Robert Eastman September 28, 2008 at 5:07 pm

Does anyone realize that the Federal Government purposely promoted Real Estate price escalations so that local government revenues (RE Taxes) would skyrocket. Many areas had a 20% per year apprecation for close to a decade resulting in a doubling of value every 3 to 4 years. After 8 years RE prices had risen 4X, thus boosting local tax revenues by 4X. The biggest complaint of local governments was "unfunded Federal mandates" and rising operating costs. Many municipalities were facing bankruptcies. The Fed came to the rescue with EZ – cheap money for housing thus fueling the RE price boom.While everyone was "dancing in the streets" celebrating their new found wealth, they ignored their increasingly painful tax burdens.

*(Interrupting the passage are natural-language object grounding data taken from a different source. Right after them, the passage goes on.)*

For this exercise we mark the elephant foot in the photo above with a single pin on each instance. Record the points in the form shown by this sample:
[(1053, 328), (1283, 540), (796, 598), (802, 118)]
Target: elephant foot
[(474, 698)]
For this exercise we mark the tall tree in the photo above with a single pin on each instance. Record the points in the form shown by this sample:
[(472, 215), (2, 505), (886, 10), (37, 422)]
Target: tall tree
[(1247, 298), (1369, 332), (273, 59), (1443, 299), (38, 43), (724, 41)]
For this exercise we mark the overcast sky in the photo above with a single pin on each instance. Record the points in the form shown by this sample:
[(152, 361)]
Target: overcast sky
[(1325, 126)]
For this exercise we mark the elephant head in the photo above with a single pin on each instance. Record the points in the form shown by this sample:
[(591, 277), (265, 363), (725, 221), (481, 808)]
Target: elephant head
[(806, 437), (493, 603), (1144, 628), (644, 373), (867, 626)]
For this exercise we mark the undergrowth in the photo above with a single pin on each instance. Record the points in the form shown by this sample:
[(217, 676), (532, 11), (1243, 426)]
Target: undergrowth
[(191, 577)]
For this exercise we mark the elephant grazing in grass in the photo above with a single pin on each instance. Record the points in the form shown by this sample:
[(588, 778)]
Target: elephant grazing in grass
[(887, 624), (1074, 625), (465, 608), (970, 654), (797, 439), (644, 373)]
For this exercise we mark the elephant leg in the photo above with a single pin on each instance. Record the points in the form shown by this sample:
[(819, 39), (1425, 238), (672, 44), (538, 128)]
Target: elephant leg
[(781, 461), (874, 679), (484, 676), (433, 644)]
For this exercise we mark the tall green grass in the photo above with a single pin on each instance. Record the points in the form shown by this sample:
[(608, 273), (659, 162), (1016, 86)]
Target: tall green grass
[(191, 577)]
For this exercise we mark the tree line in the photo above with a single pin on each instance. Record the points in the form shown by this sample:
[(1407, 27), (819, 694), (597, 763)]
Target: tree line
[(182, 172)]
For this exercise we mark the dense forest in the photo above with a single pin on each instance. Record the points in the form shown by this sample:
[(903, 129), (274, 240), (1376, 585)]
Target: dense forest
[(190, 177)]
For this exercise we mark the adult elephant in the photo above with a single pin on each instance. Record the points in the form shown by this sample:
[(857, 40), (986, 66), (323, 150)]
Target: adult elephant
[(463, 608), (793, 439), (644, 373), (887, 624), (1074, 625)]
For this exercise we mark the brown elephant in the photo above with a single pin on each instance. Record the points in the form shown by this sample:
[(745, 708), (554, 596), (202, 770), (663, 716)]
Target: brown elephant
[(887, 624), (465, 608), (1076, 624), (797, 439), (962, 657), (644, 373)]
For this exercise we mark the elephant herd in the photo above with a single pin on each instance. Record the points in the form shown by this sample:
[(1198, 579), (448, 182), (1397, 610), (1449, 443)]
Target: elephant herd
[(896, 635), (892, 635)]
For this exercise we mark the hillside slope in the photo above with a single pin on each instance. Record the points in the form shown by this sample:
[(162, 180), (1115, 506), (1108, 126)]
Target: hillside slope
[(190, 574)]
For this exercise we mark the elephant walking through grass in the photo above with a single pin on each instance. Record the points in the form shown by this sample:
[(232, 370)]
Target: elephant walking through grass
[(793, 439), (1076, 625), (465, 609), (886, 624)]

As long as there was free flowing wine, the party was fine! Now that the party is over and everyone is sobering up, the hangover is going to be a killer!

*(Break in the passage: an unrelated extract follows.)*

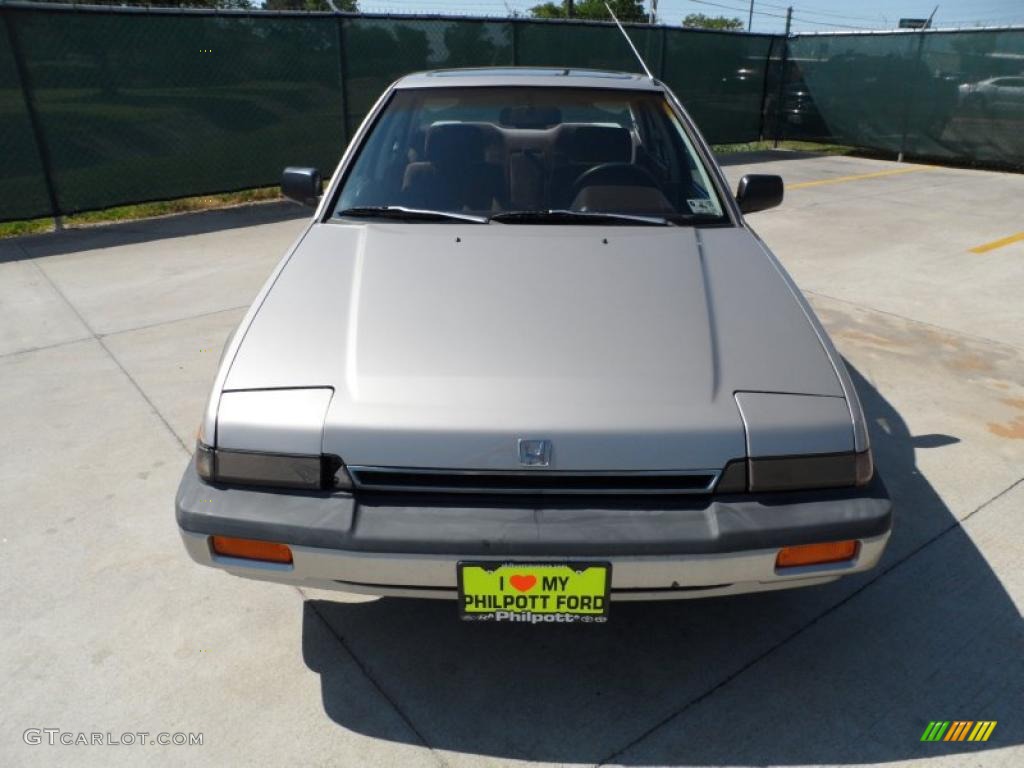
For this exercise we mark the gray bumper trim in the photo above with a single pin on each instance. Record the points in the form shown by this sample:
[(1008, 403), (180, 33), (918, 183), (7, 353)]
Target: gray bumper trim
[(486, 526)]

George Boling October 4, 2008 at 6:51 am

I just watched Ann Coulter on Niel Cavuto's saturday moring show. She said only the democrats were responsible for this current mess. This may be true but the republicans went along with the democrats policies. The question is why? The answer is that they would have been voted out of office if they had not. While Bill Clinton was president the computer industry boomed and while it did the economy boomed along with raising the standard of living of the american people like it had never been before. The government gets no credit for this boom. It came as the result of new ideas and good business. After 8 years the new ideas ran out and the big boom stopped along with the flow of big money. This signaled a big turn down in our economy and if this was allowed to happen the people would have responded by changing the people in goverment. The solution to the problem the government came up with was to start the money flowing by allowing anyone who was interested to borrow money even if they could't pay it back. It worked the money flowed and severe finatial slow down was posponed untill now. They have now decided that the solution to the problem is to make more money available for loans. This may work but I don't see how all I see is that it may again pospone the problem. They are trying to solve the problem the same way as it was created.

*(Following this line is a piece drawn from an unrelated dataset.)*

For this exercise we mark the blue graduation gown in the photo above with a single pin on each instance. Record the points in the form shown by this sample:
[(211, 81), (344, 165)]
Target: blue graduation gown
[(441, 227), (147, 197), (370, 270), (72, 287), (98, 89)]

ragavendra October 14, 2008 at 7:19 pm

if this bail out saves the economy then there may not be any harm.if not will lead to future bubbles.
———
ragavendra

Credit Card Debt

WeTheSheeple November 20, 2008 at 4:29 pm

I am an independent. I just want to get to the root of the problem which seems to be fractional reserve banking. The banks need to get bailed out because they do not have enough reserves to cover their outstanding loans. Under a 100% reserve system, the money would have been there and no bailout would have been necessary. Furthermore, under a 100% reserve system, the boom bust cycles in the real world (not necessarily speculative stock markets) would be a thing of the past. Is my analysis accurate?